La construction de digues et de barrages contre l’eau a commencé à l’époque romaine (pour en savoir plus, voir Schorres, vasières et polders) et n’a en fait jamais cessé. Derrière les digues, les Zélandais ont construit des digues de réserve : les digues de précaution. C’est ainsi que l’insert est né entre la mer et la digue de précaution. Rien qu’entre 1800 et 1960, plus de 240 effondrements de digues ont eu lieu sur la côte nord du Noord-Beveland. C’est pourquoi on y trouve encore de nombreuses digues et bras de mer de réserve, comme le Torenpolder/De Keihoogte, en forme de nœud papillon. Un endroit idéal pour observer les oiseaux qui viennent s’y nourrir à marée haute.

Digues marines

La technologie de la construction de digues et de barrages est sensible aux tendances. L’exemple le plus connu est celui des murs Muralt en béton, une invention de Jonkheer Ir. R.R.L. de Muralt. Il croyait fermement au pouvoir du béton et a mis au point un système alternatif de rehaussement des digues qui ne nécessitait pas d’élargir la digue, mais simplement d’y ajouter un mur supplémentaire. Au début du vingtième siècle, environ un quart de toutes les digues de mer en Zélande avaient de tels murs. Près de Scharendijke, on peut encore les voir au sommet de la digue. L’une des méthodes utilisées actuellement est l’ajout de sable. En dehors de la haute saison touristique, vous pouvez voir du sable pulvérisé sur les plages.
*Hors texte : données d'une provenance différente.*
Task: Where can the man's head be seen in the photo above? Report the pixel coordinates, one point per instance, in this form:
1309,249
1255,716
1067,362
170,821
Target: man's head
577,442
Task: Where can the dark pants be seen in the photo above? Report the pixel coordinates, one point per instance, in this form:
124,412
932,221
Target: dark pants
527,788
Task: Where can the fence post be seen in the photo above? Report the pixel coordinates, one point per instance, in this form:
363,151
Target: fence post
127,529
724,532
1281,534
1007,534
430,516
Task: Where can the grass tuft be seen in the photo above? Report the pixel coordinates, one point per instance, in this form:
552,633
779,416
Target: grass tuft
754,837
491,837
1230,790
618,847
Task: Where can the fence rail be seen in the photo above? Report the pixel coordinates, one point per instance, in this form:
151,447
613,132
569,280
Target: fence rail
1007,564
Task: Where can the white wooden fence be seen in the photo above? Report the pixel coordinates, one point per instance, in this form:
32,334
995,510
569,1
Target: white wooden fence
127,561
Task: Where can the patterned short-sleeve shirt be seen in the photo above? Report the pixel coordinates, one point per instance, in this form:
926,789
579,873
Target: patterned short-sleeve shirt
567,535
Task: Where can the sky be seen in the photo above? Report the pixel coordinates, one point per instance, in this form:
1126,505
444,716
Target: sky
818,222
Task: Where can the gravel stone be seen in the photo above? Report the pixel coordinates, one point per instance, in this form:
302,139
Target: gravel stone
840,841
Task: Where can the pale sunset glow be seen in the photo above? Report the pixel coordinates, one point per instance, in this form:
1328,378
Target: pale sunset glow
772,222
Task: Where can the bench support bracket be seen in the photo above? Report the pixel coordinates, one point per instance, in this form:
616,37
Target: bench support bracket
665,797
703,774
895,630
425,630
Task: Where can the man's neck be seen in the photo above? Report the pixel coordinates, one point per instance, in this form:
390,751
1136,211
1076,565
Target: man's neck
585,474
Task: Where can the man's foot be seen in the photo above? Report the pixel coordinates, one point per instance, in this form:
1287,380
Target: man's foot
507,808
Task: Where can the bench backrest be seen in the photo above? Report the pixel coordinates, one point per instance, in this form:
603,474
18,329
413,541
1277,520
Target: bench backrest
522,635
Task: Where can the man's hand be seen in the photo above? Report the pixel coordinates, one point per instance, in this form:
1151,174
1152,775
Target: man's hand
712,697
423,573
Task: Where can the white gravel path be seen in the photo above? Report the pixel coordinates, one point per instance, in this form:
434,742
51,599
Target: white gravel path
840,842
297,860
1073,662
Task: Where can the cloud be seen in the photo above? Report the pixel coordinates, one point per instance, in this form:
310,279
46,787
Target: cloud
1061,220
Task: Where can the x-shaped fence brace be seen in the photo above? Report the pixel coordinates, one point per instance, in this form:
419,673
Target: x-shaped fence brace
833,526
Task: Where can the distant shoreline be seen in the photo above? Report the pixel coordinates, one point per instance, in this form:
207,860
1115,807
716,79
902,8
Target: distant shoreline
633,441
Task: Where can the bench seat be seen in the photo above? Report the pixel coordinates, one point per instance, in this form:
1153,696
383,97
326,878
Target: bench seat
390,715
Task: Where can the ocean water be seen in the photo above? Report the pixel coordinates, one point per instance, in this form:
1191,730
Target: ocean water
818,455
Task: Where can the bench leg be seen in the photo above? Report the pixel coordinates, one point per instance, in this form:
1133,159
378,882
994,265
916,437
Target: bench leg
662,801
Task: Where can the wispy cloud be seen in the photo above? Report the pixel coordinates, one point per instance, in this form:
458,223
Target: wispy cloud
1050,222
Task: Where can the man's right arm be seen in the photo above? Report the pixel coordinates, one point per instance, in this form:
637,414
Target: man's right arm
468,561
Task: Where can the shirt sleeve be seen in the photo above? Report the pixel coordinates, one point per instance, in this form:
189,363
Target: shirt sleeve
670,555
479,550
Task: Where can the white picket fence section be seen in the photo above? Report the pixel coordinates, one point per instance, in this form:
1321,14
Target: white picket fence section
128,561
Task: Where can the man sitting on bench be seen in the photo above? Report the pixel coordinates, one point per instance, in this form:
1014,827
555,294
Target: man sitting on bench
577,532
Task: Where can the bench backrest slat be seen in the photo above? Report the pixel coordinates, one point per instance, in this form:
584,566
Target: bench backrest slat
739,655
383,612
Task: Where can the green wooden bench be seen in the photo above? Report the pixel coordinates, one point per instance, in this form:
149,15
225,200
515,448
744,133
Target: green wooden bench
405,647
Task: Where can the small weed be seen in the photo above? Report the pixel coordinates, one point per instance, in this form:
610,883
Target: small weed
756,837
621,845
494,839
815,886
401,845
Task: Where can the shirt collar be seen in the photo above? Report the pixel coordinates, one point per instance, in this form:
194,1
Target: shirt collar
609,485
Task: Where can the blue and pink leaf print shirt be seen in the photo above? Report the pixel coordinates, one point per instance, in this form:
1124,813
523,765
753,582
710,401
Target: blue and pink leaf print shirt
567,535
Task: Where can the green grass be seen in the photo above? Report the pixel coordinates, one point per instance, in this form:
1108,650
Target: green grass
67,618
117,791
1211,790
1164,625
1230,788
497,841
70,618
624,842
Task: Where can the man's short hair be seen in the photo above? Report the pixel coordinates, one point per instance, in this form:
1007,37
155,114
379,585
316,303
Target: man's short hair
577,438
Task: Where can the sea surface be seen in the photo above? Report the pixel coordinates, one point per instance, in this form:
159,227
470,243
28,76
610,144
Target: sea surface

Barrage de l'Escaut oriental (Banque d'images de la province de la Zélande, image bank.zeeland.nl, photo Ben Biondina).

Barrage de l’Escaut oriental (Banque d’images de la province de la Zélande, image bank.zeeland.nl, photo Ben Biondina).

Travaux du Delta

Les travaux du Delta sont également récents. Ceux-ci ont été construits dans l’idée qu’une catastrophe comme celle de 1953 ne devrait plus jamais se reproduire. Le plus célèbre est sans aucun doute le Barrage de l’Escaut oriental, qui consiste en 65 immenses piliers séparés par des portes de 42 mètres de long. Sur l’île de travail de Neeltje Jans, au milieu du barrage, vous pouvez visiter une exposition sur le parc national de l’Escaut oriental dans la Topshuis. Vous pouvez également jeter un coup d’œil à un pilier de l’intérieur au Deltapark Neeltje Jans.

Super tempête

La pression entre la terre et l’eau est toujours présente. Le Hedwigepolder en est un exemple. Celui-ci n’est apparu qu’au vingtième siècle. Il a dû être rendu à titre de compensation à la nature. Après près de vingt ans de protestations et de querelles politiques, les travaux de cette dépoldérisation ont débuté en 2018. La lutte contre l’eau s’est poursuivie même après l’ouverture du barrage anti-tempête de l’Escaut oriental. Il y a eu plusieurs projets de renforcement des digues et des berges. Un « nouveau plan Delta » visant à protéger le pays jusqu’en 2050 a été présenté, mais il a dû lui aussi être renforcé. La Zélande et l’eau : cela reste un combat.